FCC postuluje, że w związku z doniesieniami o kolejnych incydentach klonowania głosów w połączeniach telefonicznych powinno się całkowicie zakazać. Jak stwierdzono, uzasadnionych zastosowań tej techniki właściwie nie ma, za to oszuści jak na razie mogą działać bez żadnych ograniczeń.

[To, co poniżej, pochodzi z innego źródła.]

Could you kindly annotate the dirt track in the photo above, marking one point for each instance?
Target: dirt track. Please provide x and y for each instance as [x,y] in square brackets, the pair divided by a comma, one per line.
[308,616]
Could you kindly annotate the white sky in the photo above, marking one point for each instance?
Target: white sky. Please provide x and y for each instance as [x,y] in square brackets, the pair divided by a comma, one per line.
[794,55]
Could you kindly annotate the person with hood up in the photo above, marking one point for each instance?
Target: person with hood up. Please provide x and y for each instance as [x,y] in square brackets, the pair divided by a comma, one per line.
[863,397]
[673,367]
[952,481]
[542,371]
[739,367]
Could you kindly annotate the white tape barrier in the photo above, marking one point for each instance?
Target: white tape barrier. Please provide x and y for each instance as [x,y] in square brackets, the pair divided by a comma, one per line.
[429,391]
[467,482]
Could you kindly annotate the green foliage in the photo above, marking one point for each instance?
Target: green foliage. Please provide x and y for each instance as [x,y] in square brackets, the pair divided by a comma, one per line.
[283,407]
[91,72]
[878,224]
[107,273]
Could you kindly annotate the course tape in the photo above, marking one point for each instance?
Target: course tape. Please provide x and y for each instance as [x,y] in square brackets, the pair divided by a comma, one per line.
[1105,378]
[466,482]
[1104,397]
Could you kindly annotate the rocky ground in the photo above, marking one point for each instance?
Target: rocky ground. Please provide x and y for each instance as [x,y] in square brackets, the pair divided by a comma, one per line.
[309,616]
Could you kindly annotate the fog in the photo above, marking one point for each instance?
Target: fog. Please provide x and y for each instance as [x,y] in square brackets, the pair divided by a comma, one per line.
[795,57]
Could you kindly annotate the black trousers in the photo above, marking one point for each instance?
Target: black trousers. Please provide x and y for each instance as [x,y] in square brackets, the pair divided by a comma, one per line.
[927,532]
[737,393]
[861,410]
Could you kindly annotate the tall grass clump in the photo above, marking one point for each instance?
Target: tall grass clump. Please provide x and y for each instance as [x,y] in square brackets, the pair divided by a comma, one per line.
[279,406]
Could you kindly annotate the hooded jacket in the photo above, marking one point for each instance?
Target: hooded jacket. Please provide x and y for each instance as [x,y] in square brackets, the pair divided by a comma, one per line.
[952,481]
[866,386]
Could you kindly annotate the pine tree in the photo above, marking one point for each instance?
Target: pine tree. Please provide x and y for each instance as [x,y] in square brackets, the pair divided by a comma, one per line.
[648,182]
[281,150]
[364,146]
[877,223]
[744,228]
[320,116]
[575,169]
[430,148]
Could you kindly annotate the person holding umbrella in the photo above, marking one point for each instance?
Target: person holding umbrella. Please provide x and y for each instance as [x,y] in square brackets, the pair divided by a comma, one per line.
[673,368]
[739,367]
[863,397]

FCC podejmuje kroki w celu uznania tej nowej technologii za nielegalną w świetle obowiązującego prawa, dając naszym partnerom w biurach prokuratorów generalnych w całym kraju nowe narzędzia, których mogą użyć do rozprawienia się z tymi oszustwami i ochrony konsumentów

– deklaruje przewodnicząca FCC Jessica Rosenworcel w komunikacie prasowym.

Robot robotowi nierówny

No ale o co właściwie chodzi? – zapytacie. Jeśli podrobiony głos wykorzystywany jest do przeprowadzenia oszustwa, to siłą rzeczy prokuratura zyskuje paragraf, na mocy którego może ścigać podejrzanych. Tylko, w opinii FCC przestępstwem ściganym z urzędu powinno być samo podrabianie głosu w rozmowie telefonicznej.

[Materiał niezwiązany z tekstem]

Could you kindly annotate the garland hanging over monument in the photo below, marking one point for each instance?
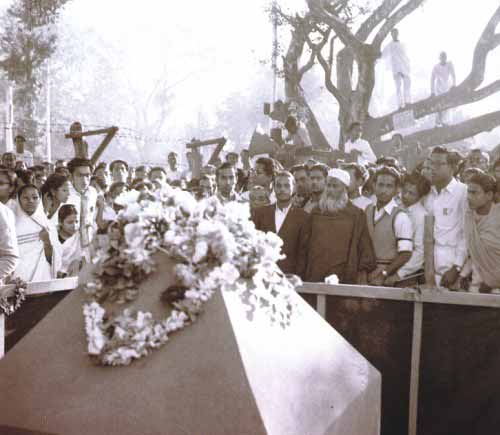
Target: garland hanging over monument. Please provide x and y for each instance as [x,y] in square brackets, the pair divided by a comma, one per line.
[215,247]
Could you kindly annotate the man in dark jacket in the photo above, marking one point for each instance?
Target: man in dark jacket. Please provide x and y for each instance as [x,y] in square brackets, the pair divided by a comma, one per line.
[284,220]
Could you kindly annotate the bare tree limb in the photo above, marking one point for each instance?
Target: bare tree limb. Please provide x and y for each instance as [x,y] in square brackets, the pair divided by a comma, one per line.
[307,66]
[448,134]
[496,40]
[393,20]
[336,24]
[466,92]
[328,73]
[487,42]
[378,15]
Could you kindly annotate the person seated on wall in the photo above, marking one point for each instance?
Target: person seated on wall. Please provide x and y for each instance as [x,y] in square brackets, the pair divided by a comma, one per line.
[39,247]
[359,176]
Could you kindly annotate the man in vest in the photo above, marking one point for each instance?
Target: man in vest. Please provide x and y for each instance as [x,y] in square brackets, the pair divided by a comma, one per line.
[389,226]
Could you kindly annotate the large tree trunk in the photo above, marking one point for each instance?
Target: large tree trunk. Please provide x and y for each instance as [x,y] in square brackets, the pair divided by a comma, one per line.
[293,91]
[358,100]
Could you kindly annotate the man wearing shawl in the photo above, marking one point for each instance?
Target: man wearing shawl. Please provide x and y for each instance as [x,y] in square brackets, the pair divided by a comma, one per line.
[337,239]
[482,231]
[39,248]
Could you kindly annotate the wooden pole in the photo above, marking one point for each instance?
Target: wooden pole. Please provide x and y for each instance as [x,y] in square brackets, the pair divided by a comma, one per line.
[2,335]
[48,114]
[418,308]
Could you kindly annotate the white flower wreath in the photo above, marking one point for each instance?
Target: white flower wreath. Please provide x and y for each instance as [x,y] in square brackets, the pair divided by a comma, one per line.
[217,248]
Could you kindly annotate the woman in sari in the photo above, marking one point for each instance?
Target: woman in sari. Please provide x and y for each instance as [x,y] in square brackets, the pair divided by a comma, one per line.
[482,231]
[8,187]
[69,237]
[39,247]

W opinii Komisji taki ruch sprawi, że na kontrolowanym znajdą się także dostawcy rozwiązań umożliwiających manipulację głosem. Ci mieliby zostać objęci wymogiem dodawania do każdej stworzonej ścieżki adnotacji, że jest ona wytworem pracy komputera, a nie prawdziwym nagraniem.

Poza tym Stany Zjednoczone mają jeszcze jeden problem do rozwiązania. Ustawa o ochronie konsumentów zawiera już zapis regulujący wykorzystanie głosów „sztucznych”, ale to, czy do takowych zaliczają się również głosy sklonowane, stanowi obecnie przedmiot sporu. Zgodnie z przedstawionym postulatem, prawo powinno być wobec robotów zawsze jednakowe.

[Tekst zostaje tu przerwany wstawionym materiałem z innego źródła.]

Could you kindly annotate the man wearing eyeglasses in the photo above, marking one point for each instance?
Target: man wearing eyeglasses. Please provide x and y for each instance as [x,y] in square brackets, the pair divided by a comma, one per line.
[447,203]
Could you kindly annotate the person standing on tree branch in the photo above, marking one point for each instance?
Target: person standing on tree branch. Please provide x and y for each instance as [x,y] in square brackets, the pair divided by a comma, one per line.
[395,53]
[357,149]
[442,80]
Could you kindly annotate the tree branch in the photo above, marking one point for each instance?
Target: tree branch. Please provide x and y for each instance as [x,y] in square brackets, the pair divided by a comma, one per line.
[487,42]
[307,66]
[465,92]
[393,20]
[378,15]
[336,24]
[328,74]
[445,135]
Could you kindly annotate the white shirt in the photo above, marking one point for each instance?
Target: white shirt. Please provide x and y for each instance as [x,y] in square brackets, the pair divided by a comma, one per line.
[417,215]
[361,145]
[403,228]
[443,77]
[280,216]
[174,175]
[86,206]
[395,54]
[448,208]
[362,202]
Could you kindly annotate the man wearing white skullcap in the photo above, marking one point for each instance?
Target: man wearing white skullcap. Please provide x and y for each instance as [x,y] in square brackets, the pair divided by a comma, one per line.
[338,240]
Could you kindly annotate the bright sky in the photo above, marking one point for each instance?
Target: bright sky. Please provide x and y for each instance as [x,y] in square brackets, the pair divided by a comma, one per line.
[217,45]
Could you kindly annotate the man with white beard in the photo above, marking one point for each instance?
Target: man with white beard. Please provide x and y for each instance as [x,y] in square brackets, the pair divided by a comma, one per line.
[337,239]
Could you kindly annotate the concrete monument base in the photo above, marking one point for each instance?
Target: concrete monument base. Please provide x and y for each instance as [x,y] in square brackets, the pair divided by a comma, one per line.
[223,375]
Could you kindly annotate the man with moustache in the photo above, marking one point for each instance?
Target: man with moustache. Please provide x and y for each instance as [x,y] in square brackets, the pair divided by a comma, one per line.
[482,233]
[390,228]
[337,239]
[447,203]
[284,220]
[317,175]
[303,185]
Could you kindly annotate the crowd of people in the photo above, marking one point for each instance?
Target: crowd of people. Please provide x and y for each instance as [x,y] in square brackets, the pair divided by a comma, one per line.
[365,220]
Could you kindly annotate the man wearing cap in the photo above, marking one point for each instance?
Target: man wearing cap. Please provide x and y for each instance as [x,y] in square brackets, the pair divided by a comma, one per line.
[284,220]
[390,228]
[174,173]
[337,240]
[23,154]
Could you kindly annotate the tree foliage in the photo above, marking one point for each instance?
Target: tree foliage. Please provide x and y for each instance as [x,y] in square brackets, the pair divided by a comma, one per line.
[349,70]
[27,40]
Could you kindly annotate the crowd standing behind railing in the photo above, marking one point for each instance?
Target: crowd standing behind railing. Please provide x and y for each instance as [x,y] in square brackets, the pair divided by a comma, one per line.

Na marginesie: ciekawostkę stanowi fakt, że jedna z najprężniej działających firm w dziedzinie klonowania głosu w USA, nowojorska ElevenLabs, została założona przez dwóch Polaków – Piotra Dąbkowskiego i Mateusza Staniszewskiego. Z przymrużeniem oka można by więc stwierdzić, że Polacy zmieniają prawo w Ameryce, choć to oczywiście jawna nadinterpretacja.